The Global Hunger Index (GHI) is a tool adapted and further developed by the International Food Policy Research Institute (IFPRI) to comprehensively measure and track global hunger. It incorporates three interlinked hunger-related indicators - the proportion of under-nourished in the population, the prevalence of underweight in children, and the mortality rate of children - and provides a single GHI value for most countries.
Update - October 2011: Data for the 2010 and 2011 Global Hunger Index publications is now available to browse as Linked Data, and through Linked Data APIs on the Kasabi Platform.
The data dump for the 2010 GHI Publication linked above, and on the Kasabi linked data platform, has been updated to adopt a new structure, and to fix some errors of country mapping in the earlier version published on this site.
A pilot project took place in 2010 to to explore options for publishing the Global Hunger Index as Open Linked Data, using RDF standards. Publishing the GHI data as linked data allows it to become part of the growing web of linked data.
18th January 2011 - Initial RDF Models of GHI created for comment.
11th October 2011 - Revised models published on Kasabi Platform. SCOVO model and multi-measure data cube model deprecated.
Whereas, in the Excel spreadsheet version of GHI values, the semantics (meaning) of the data is contained within the layout, and in annotations presented visually (e.g. symbol alongside a column to indicate the value is an estimate; column headings spanning two columns), RDF representations of data should be 'machine-readable' and 'self-describing'. As machines cannot make sense of visual context, the context of the information must be encoded in the data. This involves choosing vocabularies and models to use in representing data. In this pilot project we have explore two possible models for representing statistical data.
In choosing how to model data a range of considerations are relevant, including:
In this pilot project two models were explored, based on two established vocabularies.
- The Statistical COre VOcabulary - http://purl.org/NET/scovo#
SCOVO is a simple model for recording statistics. The diagram below shows the basic SCOVO model, in which there are 'items' belonging to 'datasets' and which have 'dimensions' (e.g. Year; Country) etc.
Statistics are regarded conceptually as 'information about events in the world'. Values are recorded using the standard rdf:value property.
Dimensions must be resources (rather than strings of text).
The RDF Data Cube - http://purl.org/linked-data/cube#
The RDF Data Cube vocabulary emerged out of efforts to express statistics in a way that is compatible with the widely used Statistical Data and Meta-data Exchange language (SDMX) used by large international institutions including the World Bank, FAO, ILO and UN. As yet, converters between SDMX and RDF Data Cubes are not yet available - but may be anticipated.
The diagram below shows an overview of the RDF Data Cube model.
The model requires data to have a 'Data Structure Definition' which describes the data in a dataset. Each item of data in a Cube may have one or more dimensions, and one or more measures (vaues). The ability to have multiple measures allows, in the GHI case, supporting values and the GHI to be kept together, rather than expressed as separate statistics.
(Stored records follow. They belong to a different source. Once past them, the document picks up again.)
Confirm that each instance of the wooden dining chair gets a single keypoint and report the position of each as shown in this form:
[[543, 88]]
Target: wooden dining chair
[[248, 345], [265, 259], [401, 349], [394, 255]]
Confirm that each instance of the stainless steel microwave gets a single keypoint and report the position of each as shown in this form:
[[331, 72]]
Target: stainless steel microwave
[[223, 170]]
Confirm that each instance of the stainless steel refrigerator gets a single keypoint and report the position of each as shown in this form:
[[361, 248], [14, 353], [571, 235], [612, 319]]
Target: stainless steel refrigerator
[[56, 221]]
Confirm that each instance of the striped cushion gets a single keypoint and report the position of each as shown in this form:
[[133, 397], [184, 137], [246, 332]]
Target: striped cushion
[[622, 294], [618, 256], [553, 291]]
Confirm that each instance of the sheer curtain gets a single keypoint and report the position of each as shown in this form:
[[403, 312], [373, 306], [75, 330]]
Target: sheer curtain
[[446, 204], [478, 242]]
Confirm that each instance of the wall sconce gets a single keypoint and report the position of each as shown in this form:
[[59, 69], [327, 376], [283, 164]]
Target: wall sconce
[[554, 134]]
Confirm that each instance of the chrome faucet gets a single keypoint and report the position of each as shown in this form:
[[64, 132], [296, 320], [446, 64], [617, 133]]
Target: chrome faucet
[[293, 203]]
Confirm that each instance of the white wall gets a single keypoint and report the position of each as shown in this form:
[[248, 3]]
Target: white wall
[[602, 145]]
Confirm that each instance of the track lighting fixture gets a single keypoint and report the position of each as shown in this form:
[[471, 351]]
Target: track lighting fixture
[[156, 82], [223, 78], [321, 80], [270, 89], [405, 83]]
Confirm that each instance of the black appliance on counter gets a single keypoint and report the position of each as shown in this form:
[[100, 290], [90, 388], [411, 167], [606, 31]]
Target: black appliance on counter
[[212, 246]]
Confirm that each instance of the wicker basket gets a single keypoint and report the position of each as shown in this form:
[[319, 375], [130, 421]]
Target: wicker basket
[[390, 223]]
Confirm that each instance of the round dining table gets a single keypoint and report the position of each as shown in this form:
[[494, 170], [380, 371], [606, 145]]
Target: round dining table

Further detail on each of the models is accessible from the tabs above. However, converting the GHI into RDF raised a number of issues shared between the two models (although solved differently in some cases).
GHI values refer to countries. There are a range of providers of country identifiers that can be referred to in a linked data dataset. Geonames.org
is one of the best established, having been an early mover in providing an RDF interface for it's data - and having an extensive database of
However, Geonames.org identifies places in its linked data server using it's own internal ID numbers which have to be discovered before linkages can be made. The data it return for a query is also limited unless the client accessing the data is aware of how to further query Geonames.
By contrast, the lesser known http://ontologi.es service provides URIs which return data based on ISO Country codes, themselves a widely adopted standard.
In both models, we have used Geonames as the primary URI to identify countries, but have included an rdfs:seeAlso statement to indicate the linkage between the Geonames identifier, and the ontologi.es identifier.
An interesting test-case is likely to emerging in the coming year in observing how different third-party URIs for countries handle identifiers for Southern Sudan - as ensuring the persistence of an identifier over time could be important for longer-term publishing of GHI and other IFPRI data.
The 2010 GHI is based on data collected between 2003 and 2008. The revised 1990 GHI is based on data from 1988 - 1992. We have already noted that
SCOVO treats statistics as 'events' - with the implicit assumption that a 2010 statistic is something 'true of the world in 2010'.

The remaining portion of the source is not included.